The bands that took to the stage at By the C, were some of the innovators and leaders of Australian music at the time, putting an Aussie twang to musical movements like punk and new wave. They were adored by their fans then, and from the enthusiasm of the crowd at Camp Shortland, even when the rain came, it’s safe to say that these legends – Icehouse, Sunnyboys, The Church, Do Re Mi and Mental As Anything – remain much adored.
Well supported by up-and-coming Iluka, the By the C lineup played hit after hit. First up were the Mentals, who warmed the crowd up with their pub rock favourites. Songs that have been etched into the Australian psyche. Greedy Smith is a great entertainer and he and the band did not disappoint.
The original Aussie Riot Grrls Do Re Mi have been silent for 30 years. They returned to stage at Camp Shortland with a roar. Those that were lucky enough to be at By the C, were witness to the joyous return of original members the cat-suited Deboarh Conway, and Helen Carter, joined by a new line-up of funky female musicians. When they finished their set with the hit “Man Overboard” the crowd joined the roar. It was a moment to remember.
The crowd for By the C was mixed in age and tastes, with large numbers of black-clad beauties and blokes, making their way to the front to pay homage to The Church. Listening to the wailing guitars and moody melodies waft in the ocean breeze was magic.

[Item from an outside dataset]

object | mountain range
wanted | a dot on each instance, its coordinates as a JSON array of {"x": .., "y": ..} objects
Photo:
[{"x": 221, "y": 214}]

Seeing Ian Haug of Powderfinger fame on stage alongside the magnetic original members Steve Kilby and Peter Koppes, was a treat – he seemed to be fanboying out as much as the crowd. With a setlist spanning their hits to their fan favourites, including Metropolis, Under the Milkway and Unguarded Moment, and tracks off their 2017 offering Further/Deeper, The Church proved they are still trailblazers of the Aussie music scene.
The crowd swelled and gangled with anticipation for The Sunnyboys who came out and reminded the crowd why they were fixtures of their life’s soundtrack and have their place in Aussie music folklore. With a sound that speaks to a beach town like Newcastle, brother Jeremy and Peter Oxley, joined by original band members Richard Burgman and Bill Bilson ripped it up, with the true believers rushing the stage and bouncing around, singing every word, as they would have in the 80s.
Then the rain came. But the cooling weather didn’t extinguish the enthusiasm of the crowd for the full set performance of Ice House. Always the professionals, iconic frontman Iva Davies, and the band played through water on the stage and their gear, to deliver a career spanning set that had everyone dancing, dripping and chanting along. Stand out moments were the crowd singing along to Great Southern Land, the incredible musicianship of drummer Paul Wheeler, guitarist Paul Gildea, bassist Steve Bull, the soaring falsetto of Michael Paynter and sexy saxophone solos by Glenn Reither.
As the crowd quickly left the site, to avoid rain, there was no argy-bargy or pushing. There was chatting, banter, singing, and celebration of a group of people renewed by a love of music, the bands, and an awesome experience. I for one, can’t wait for next year!